If there is a major security breach involving Customer data, the Provider will notify the Customer within 48 hours, including details of the incident and actions taken to resolve it.
While the Provider follows best practices to secure the platform, it cannot guarantee absolute protection. The Provider is not responsible for any damages caused by cyberattacks, data leaks, or breaches due to third-party vulnerabilities or Customer negligence.
8. Marketing and Publicity
8. Marketing and Publicity
The Provider may use the Customer’s name and logo for marketing purposes, such as on the Provider’s website, in case studies, or in sales presentations. The Customer may request in writing that their name and logo no longer be used
9. Service Availability and Support
9. Service Availability and Support
The Provider guarantees a monthly uptime of 99.9% for the platform, excluding planned maintenance periods.
Customer support is available via email at converse.support@bsharpcorp.com.

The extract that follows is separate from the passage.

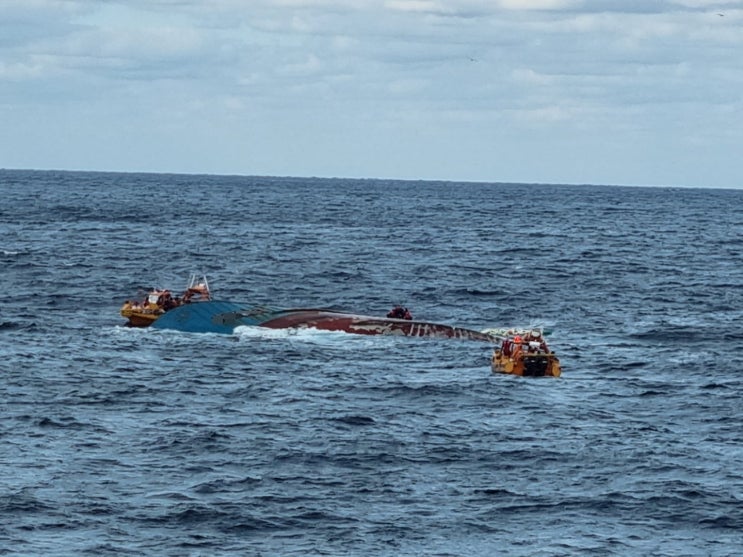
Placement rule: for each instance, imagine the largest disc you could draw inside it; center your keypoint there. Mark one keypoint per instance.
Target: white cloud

The Provider aims to respond to: – Critical issues within 2 hours. – High-priority issues within 4 business hours. – General inquiries within 24 business hours.
The uptime guarantee does not apply to downtime caused by planned maintenance, force majeure events, third-party service outages, or issues on the Customer’s end.
If actual uptime falls below the 99.9% commitment, the Customer may request a service credit. This credit will not exceed one month of the Customer’s subscription fee and cannot be exchanged for cash.
10. Termination and Suspension
10. Termination and Suspension
The Customer may terminate this Agreement by giving one month’s written notice. Pre-paid fees will not be refunded.
The Provider may terminate the Agreement if the Customer violates its terms and fails to resolve the issue within seven days of notice. Termination may also occur for non-payment beyond 30 days, legal violations, or disruptive activities.
The Provider may temporarily suspend access if payments are overdue, if unauthorized access is detected, or if excessive usage affects platform performance.
After termination, Customer data will be retained for 60 days. During this time, the Customer can request a data export. After the retention period, the data will be permanently deleted.
Certain obligations under this Agreement, such as confidentiality, intellectual property rights, and indemnity provisions, will survive termination.
11. Liability and Indemnification
11. Liability and Indemnification
The Provider’s total liability for any claims under this Agreement is limited to the subscription fees paid by the Customer in the three months preceding the claim.
The Provider is not liable for indirect, incidental, or consequential damages, including loss of profits or data, or for issues caused by third-party services, force majeure events, or Customer negligence.
The Customer agrees to indemnify and hold the Provider harmless from any claims, damages, or legal actions arising from misuse of the platform, legal violations, or third-party claims related to Customer content.
The Provider will indemnify the Customer if the platform infringes on third-party intellectual property rights, provided that the infringement is not due to Customer modifications or misuse. In such cases, the Provider may secure the rights, modify the product, or terminate the Agreement and provide a proportional refund. The maximum value of the refund will be limited to one month’s subscription fees paid by the Customer.
12. Governing Law and Dispute Resolution
12. Governing Law and Dispute Resolution
This Agreement is governed by the laws of India. Any disputes that cannot be resolved amicably will be settled through arbitration under the Arbitration and Conciliation Act, 1996. Arbitration will take place in Bangalore, India, and proceedings will be conducted in English.
Subject to arbitration, any legal proceedings related to this Agreement will fall under the exclusive jurisdiction of the courts in Bangalore, India.
13. Acceptance
13. Acceptance
By subscribing to and using Bsharp Converse, the Customer confirms that they accept and agree to be bound by these Terms and Conditions.